Dalam Konsili vatikan II tidak lagi memusatkan Gereja sebagai kelompok manusia yang
terbatas, melainkan kepada Gereja sebagai sakramen Roh Kristus. “kekhatolikan” Gereja
berarti bahwa pengaruh dan daya pengudus Roh tidak terbatas pada para anggota Gereha
saja, mealinkan juga terarah kepada seluruh dunia. dengan sifat “katolik” dimaksudkan
bahwa Gereja mampu mengatasi keterbatasannya sendiri akrena Roh yang berkarya di
dalamnya. Oleh karena itu yang “katolik” bukanlah hanya Gereja universal, melainkan juga
setiap anggotanya sebab di dalam jemaat hadirlah seluruh Gereja.
Gereja Kristus itu sungguh hadir dalam semua jemaat beriman setempat yang sah, yang
mematuhi para gembala mereka, dan dalam Perjanjian Baru disebut Gereja(Lih. Kis 8:1;
14:22-23; 20:17). Gereja-Gereja itu ditempatnya masing-masing merupakan umat baru yang
dipanggil oleh Allah, dalam Roh Kudus dan dengan sepenuh-penuhnya (lih 1Tes 1:5). Di
jemaat-jemaat itu, meskipun sering hanya kecil dan miskin, atau tinggal tersebar, hiduplah
Kristus; dan berkat kekuatan-Nya terhimpunlah Gereja yang satu, kudus, katolik dan
apostolik.
4. Gereja yang Apostolik
“Apostolik” atau rasuli berarti bahwa Gereja berasal dari para rasul dantetap berpegang
teguh pada kesaksian iman mereka itu. Kesadaran bahwa Gereja “dibangun atas dasar para
rasul dan pra nabi, dengan Kristus Yesus sebagai batu penjuru”, sudah ada sejak zaman
Gereja perdana sendiri (bdk Ef 2:20, Bdk Why 21:14), tetapi sebagai sifat khusus
keapostolikan baru disebut akhir abad ke-4. Dalam perjanjian Baru kata “rasul” tidak hanya
dipakai untuk keduabelas rasul yang namanya disebut dalam Injil (lih Mat 10:1-4)

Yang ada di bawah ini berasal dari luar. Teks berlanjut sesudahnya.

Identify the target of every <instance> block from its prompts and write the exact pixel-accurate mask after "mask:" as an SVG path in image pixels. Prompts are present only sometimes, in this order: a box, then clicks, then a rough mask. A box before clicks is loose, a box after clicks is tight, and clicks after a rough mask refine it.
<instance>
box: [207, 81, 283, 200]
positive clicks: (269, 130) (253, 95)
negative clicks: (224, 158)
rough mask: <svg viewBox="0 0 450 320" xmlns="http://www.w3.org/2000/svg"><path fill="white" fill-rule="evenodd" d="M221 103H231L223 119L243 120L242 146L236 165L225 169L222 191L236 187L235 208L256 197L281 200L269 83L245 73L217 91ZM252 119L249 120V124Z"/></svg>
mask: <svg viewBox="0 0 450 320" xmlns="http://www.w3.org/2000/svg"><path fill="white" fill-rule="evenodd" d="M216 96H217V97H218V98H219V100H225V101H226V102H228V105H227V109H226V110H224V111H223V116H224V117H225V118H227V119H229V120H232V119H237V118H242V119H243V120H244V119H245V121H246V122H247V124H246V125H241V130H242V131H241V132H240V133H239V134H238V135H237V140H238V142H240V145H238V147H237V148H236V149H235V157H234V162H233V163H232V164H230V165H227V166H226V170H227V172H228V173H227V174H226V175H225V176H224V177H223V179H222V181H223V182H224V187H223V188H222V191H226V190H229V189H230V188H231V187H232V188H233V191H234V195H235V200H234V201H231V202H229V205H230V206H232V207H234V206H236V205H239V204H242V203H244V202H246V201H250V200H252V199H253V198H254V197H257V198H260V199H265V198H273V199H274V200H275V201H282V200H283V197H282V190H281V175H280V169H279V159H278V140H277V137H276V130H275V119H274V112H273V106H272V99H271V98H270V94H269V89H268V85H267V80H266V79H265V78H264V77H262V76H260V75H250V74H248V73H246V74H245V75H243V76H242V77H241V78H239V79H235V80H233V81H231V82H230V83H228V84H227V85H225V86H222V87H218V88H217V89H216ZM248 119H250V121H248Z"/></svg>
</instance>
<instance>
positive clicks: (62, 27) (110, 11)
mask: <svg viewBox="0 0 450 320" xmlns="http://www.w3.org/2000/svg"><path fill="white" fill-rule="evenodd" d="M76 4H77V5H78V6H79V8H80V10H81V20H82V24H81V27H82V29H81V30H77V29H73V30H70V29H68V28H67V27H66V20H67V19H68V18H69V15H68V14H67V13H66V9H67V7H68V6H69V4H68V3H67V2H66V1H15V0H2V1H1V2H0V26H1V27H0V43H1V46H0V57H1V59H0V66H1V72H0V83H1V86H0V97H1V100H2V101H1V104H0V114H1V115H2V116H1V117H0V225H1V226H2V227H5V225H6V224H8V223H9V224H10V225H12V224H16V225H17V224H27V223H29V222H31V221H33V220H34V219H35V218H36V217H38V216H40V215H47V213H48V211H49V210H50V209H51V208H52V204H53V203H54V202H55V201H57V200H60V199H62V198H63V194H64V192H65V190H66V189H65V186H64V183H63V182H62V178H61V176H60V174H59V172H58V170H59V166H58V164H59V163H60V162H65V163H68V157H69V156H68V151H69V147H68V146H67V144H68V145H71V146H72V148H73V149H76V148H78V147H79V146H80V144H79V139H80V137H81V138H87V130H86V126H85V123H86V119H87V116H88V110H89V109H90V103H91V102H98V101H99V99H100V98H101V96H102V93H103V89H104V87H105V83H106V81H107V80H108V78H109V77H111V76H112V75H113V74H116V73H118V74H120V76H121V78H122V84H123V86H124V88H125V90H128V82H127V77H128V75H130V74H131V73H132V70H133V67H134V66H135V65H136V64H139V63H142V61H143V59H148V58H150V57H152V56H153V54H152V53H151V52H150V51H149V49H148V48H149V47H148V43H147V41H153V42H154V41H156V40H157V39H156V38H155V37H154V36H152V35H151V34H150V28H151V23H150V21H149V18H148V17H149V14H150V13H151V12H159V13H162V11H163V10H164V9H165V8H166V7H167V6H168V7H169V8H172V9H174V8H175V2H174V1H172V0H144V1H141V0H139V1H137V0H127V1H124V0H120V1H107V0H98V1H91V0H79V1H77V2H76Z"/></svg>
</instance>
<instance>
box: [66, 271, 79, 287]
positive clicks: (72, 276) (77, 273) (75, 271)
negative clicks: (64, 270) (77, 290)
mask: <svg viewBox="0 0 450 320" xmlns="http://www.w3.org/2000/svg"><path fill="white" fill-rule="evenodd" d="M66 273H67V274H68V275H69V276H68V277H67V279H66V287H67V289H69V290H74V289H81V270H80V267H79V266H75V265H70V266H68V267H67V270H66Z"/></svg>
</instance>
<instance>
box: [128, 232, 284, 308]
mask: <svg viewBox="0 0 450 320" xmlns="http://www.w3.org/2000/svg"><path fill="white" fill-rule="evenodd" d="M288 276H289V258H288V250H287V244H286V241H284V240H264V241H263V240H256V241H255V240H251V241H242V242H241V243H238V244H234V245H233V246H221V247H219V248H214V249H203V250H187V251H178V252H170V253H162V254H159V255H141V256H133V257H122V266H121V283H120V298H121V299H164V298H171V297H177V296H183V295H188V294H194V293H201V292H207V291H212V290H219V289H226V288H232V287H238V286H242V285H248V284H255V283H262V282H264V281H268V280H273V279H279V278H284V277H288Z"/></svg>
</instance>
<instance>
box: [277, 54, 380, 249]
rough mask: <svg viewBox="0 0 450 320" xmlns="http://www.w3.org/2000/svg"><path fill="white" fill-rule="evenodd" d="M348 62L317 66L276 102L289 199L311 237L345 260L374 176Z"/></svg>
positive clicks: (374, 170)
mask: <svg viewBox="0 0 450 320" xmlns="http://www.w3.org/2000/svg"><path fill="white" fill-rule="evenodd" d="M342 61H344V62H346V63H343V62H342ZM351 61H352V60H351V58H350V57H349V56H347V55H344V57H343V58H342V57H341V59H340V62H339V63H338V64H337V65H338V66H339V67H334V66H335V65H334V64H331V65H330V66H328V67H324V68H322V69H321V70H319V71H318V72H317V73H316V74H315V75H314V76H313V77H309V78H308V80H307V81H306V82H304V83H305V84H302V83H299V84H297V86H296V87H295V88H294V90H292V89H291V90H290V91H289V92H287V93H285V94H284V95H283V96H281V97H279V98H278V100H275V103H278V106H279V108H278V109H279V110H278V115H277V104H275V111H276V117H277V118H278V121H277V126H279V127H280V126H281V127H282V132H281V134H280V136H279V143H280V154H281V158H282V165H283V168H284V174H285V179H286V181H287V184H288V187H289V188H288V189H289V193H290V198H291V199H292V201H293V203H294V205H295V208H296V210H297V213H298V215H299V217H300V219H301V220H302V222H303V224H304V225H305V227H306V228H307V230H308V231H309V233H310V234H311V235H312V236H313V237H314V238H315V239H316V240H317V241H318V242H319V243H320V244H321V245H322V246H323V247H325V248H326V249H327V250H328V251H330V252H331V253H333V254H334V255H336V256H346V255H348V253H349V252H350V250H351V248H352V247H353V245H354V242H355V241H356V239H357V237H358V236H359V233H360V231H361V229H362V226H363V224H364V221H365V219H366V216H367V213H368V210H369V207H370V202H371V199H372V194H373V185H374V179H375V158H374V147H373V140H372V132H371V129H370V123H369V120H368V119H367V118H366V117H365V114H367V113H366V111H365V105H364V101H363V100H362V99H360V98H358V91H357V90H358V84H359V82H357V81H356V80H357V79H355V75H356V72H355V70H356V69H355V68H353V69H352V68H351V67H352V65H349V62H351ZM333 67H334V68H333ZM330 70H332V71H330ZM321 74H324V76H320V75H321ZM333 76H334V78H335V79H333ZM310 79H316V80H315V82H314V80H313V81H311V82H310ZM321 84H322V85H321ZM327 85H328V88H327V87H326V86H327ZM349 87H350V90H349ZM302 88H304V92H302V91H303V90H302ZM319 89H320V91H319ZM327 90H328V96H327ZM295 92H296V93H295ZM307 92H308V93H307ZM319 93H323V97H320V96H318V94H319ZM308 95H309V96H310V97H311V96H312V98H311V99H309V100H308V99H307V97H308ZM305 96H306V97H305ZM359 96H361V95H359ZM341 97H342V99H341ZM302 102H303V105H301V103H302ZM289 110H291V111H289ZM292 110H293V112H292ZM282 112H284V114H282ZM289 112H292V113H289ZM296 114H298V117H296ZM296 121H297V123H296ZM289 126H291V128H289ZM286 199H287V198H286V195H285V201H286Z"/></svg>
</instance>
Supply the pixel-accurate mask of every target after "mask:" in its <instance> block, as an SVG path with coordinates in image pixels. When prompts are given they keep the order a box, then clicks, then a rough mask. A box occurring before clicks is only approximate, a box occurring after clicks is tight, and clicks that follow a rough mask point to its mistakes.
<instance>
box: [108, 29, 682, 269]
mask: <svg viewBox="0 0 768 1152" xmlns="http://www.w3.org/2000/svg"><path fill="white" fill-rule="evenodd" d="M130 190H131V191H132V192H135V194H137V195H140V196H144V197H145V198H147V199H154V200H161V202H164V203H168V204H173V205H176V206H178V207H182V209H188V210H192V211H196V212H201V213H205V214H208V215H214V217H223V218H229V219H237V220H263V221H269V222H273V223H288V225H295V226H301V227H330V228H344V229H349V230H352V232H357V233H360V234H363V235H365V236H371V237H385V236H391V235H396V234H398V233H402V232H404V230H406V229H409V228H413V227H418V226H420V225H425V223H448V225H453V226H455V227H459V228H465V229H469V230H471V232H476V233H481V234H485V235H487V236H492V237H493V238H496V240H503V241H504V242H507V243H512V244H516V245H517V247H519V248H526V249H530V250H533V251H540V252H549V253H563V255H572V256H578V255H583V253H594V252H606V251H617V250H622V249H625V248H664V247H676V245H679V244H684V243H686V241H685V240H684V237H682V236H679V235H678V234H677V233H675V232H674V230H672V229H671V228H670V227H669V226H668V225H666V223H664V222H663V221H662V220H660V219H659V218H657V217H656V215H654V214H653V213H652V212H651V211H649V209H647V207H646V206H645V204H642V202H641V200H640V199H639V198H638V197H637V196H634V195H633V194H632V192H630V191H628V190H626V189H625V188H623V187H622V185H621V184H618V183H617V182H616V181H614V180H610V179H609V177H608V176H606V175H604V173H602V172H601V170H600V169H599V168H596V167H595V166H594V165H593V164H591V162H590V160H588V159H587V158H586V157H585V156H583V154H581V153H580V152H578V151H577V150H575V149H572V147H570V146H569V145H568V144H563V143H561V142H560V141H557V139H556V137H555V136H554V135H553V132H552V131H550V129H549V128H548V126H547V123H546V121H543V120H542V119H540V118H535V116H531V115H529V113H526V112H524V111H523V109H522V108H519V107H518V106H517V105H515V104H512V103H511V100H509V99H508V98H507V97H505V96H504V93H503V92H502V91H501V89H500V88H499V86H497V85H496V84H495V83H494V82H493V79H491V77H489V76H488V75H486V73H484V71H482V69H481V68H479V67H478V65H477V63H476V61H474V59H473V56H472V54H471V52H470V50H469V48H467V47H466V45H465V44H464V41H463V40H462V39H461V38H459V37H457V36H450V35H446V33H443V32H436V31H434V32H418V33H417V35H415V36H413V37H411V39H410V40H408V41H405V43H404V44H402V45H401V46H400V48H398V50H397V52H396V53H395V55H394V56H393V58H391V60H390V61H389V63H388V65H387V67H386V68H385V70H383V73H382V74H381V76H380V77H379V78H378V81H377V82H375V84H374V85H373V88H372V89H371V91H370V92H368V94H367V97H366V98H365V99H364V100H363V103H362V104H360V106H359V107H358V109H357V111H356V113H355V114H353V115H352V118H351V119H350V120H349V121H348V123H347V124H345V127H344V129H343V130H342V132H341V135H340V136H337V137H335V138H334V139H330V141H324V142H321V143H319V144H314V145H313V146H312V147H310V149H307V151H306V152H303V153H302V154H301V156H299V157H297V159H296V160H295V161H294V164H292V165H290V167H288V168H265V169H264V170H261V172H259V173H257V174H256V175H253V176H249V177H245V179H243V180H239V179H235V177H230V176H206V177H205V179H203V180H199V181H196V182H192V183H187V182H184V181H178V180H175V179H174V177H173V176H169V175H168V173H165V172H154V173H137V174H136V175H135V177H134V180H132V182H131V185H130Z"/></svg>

Hubungan historis itu tidak boleh dilihat sebagai macam “estafet”, yang didalamnya ajaran
benar bagaikan sebuah tongkat dari rasul-rasul tertentu diteruskan sampai kepada para
uskup sekarang. yang disebut “Apostolik” bukanlah para uskup, melainkan Gereja. Sifat
apostolik berarti bahwa Gereja sekarang mengaku diri sama dengan gereja Perdana, yakni
Gereja para rasul. dimana hubungan historis ini jangan dilihat sebagai pergantian orang,
melainkan sebagai kelangsungan iman dan pengakuan.
Sifat apostolik tidak berarti bahwa Gereja hanya mengulang-ulangi apa yang sejak dulu kala
sudah diajarkan dan dilakukan di dalam gereja, keapostolikan berarti bahwa dalam
perkembangan hidup, tergerak Roh Kudus, Gereja senantiasa berpegang pada Gereja para
rasul sebagai norma imannya. Bukan mengulangi, tetapi merumuskan dan mengungkapkan
kembali apa yang menjadi inti hidup iman. karena seluruh Gereja bersifat apostolik, maka
seluruh Gereja dan setiap anggotanya, perlu mengetahui apa yang menjadi dasar hidupnya.
Sifat Apostolik (yang betul-betul dihayati secara nyata) harus mencegah Gereja dari segala
rutinisme yang bersifat ikut-ikutan. Keapostolikan berarti bahwa seluruh Gereja dan setiap
anggotanya tidak hanya bertanggungjawab atas ajaran gereja, tetapi juga atas
pelayanannya. Sifa keapostolikan Gereja tidak pernah “selesai”, tetapi selalu merupakan
tuntutan dan tantangan. gereja, yang oleh Kristus dikehendaki satu, kudus, Katolik, apostoli,
senantiasa harus mengembangkan dan menemukan kembali kesatuan, kekatolikan,
kaeapostolikan, dan terutama kekudusannya. Sifat-sifat Gereja diimani, berarti harus
dihayati, oleh Gereja seluruhnya dan oleh masing-masing anggotanya.